Increased scrutiny from the Accrediting Commission for Community and Junior Colleges has made online accessibility an issue that must be addressed.  Colleges must have policies on student authentication, regular and effective contact, and ADA compliance.   In order to ensure true accessibility, colleges have to look at their local processes with additional support from the system.  Some campus cultures may need to be tweaked in order to address accessibility.  The discussion should begin at the top leadership tier. College Board policies and procedures should reflect the institution’s commitment to accessibility.  Those policies and procedures should have been reviewed by the local academic senate.  Accessibility issues might also be addressed in the college’s current educational master plan, distance education plan, district technology, student equity plan, and student success and support program plan. These planning documents should work in concert to support student success and outline areas of responsibility on the campus.

Colleges have a legal obligation and responsibility to ensure that courses being provided are accessible to all students, regardless of disability or issue.  As such, colleges should have in place disability resource specialists or other professionals who can assist faculty in ensuring that their courses are ADA compliant.  These individuals might be part of the Disability Resource Services Center, the Faculty Resource Centers, or under the direction of the distance education coordinator, dean, or other administrator who oversees online instruction.  The support may even be under technology departments.   

If a college does not have these individuals in place that can ensure compliance, then this issue becomes both pedagogical and legal.  Faculty should have all available resources necessary to teach their classes, regardless of modality, and as such should have access to all necessary support through which to offer their courses.  If that means closed captioning videos, providing screen reading software, or transcribing lectures on podcasts, those services need to be available.  For captioning the state funded DECT grant can be found at

https://www.canyons.edu/Offices/DistanceLearning/Captioning/Pages/default.aspx

Faculty should also have regular access to professional development opportunities to learn about not only the services available but the types of materials that they can use in their online courses to make these services work even better for their students.  For example, a faculty member might be more likely to construct his or her syllabus using Microsoft Word in order to better facilitate a student’s ability to read the syllabus if the faculty member is aware that many of the extant screen reading software programs can read Microsoft Word documents but cannot easily read PDF files unless tagged for accessibility. Likewise, learning how to implement some basic accessibility skills, such as creating alt tags for images, might enable a faculty member to construct a text lecture with pictures in a manner that is more accessible to students who use screen readers. Ultimately, being familiar with what is required for an accessible course will help faculty ensure that their courses are compliant.

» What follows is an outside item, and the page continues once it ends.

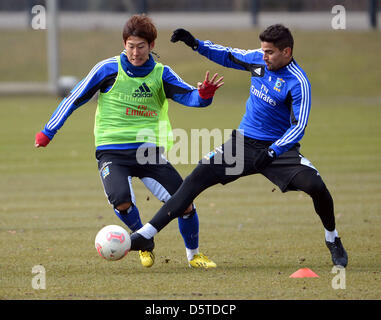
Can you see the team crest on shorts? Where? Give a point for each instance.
(105, 170)
(279, 84)
(211, 154)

All colleges should review the 2011 Chancellor’s Office Distance Education Accessibility Guidelines, found at http://extranet.cccco.edu/Portals/1/AA/DE/2011DistanceEducationAccessibilityGuidelines%20FINAL.pdf.  College professional development committees should consider offering workshops on accessibility to allow faculty to become familiar with the requirements of accessibility and the types of resources that exist at the college.

The Online Education Initiative is working with pilot colleges in all phases to ensure that accessibility requirements are met and, when possible, exceeded.  Ultimately, however, accessibility is the responsibility of the college’s faculty, staff, and administration, and it is a responsibility that needs to be consciously addressed and supported at every college in the system.